We did not set out to implicate TdT in leukemogenesis, but instead explore how FLT3-ITDs were primed. We initially identified 1 to 6 bp of germline microhomology suitable for priming a minority of ITDs. To explain how the remaining ITDs are primed, we propose that TdT adds short runs of N-nucleotides to the 3′ end of the misaligning strand. The last nucleotide added is used for priming (occult microhomology), and any previous nucleotides appear as N-regions at the duplication junction. We suggest that this activity by TdT both permits priming at an incorrect site and inhibits alignment at the correct site. We support this model by identifying the unique footprint of TdT neosynthesis at FLT3-ITD repeat junctions. This footprint, conferred by the unusual properties of this polymerase, is most easily visualized within the N-regions. TdT’s bias toward addition of G and C nucleotides results in an elevated G/C content, whereas its lack of a template creates a predisposition toward nucleotide stacking, resulting in a uniquely skewed dinucleotide composition. We are unaware of any other polymerases capable of similar nontemplated syntheses. Moreover, analysis of junction sequences from BCOR-ITDs (duplications of comparable size found in specific solid tumors that lack expression of TdT45 ) failed to reveal equivalent G/C-rich insertions (J.B., unpublished data, 10 August 2019). Additional to the N-region analysis, we identify a G/C-rich spike representing occult microhomology at a position immediately adjacent to the duplication junction. Furthermore, our results do not exclude the possibility that some ITDs apparently primed by germline microhomology still occur following N-nucleotide addition by TdT, as such addition would still inhibit correct realignment. The failure to detect a G/C-rich spike at position +1 in ITDs with germline microhomology of ≥2 bases may reflect the limited availability of matching sites.

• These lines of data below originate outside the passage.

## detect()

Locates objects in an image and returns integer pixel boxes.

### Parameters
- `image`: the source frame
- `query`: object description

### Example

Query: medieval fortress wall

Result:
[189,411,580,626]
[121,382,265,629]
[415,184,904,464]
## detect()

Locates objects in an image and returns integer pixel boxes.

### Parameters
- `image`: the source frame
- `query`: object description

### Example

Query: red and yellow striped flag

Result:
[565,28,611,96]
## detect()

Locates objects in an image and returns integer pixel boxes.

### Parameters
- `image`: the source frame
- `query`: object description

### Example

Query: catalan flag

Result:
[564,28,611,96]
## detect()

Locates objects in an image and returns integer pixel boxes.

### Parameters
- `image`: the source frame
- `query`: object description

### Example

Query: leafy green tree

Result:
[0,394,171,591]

The occurrence of multiple FLT3-ITDs in a single patient suggests that FLT3 exon 14 is prone to rearrangement. This may represent both the destabilizing effect of the extended palindrome and the action of TdT. Unselected out-of-frame FLT3-ITDs are also expected to occur. Although the effect of the palindrome may be uniform, progenitor cells transforming with high TdT might be predicted to have a high FLT3-ITD incidence, with an increased proportion showing N-regions. We support our model by showing an association across FAB types between TdT levels and the incidence of FLT3-ITD N-regions. This increase is also seen in FLT3-ITDs from ALL, where TdT levels are markedly high.

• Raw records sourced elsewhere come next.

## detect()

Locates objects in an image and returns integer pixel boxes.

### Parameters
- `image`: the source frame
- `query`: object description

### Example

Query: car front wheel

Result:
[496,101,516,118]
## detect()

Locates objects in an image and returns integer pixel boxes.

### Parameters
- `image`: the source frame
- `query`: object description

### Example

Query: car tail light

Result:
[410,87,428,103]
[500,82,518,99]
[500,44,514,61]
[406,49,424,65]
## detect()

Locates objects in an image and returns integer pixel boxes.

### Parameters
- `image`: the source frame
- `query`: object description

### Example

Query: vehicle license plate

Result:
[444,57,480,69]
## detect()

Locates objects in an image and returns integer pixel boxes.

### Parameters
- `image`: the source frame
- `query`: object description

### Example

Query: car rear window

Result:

The varying incidence of FLT3-ITDs across AML cytogenetic types allows further examination of this hypothesis. The overall incidence of FLT3-ITDs in AML is 25%, but lower (7% to 9%) in patients with t(8;21) or inv(16), and lower again (2% to 4%) in patients with a complex karyotype.10,11  In contrast, 90% of patients with t(6;9) DEK-NUP2143,42  or t(5;11) NUP98-NSD146,47  are FLT3-ITD+. These differences could reflect preferential cooperation between mutations and/or differential activity of a mutator. Our model suggests that t(6;9) and t(5;11) stem cells might express significant levels of TdT. The t(6;9) is indeed recognized to arise from an early hematopoietic precursor associated with high levels of TdT,48  although the TdT status of t(5;11) leukemias is unknown. Furthermore, in t(15;17) PML-RARA (APL), the incidence of FLT3-ITDs is 35% overall,9,10  but ranges from 23% in hypergranular M3 to 65% in the rarer hypogranular M3v.10  Hypergranular APL arises from a myeloid committed progenitor and typically lacks lymphoid antigens,49  whereas M3v arises from an earlier CD34+ progenitor and often coexpresses lymphoid antigens.49-52  TdT is only rarely detected in hypergranular M3, but more commonly in M3v.51-53  These data are consistent with the concept that M3v cases occur in a progenitor with high TdT and are more likely to acquire a FLT3-ITD. As the distinction between M3 and M3v was not clear throughout our cohort, this idea requires confirmation. Overall, APL patients may show a higher reliance on germline microhomology.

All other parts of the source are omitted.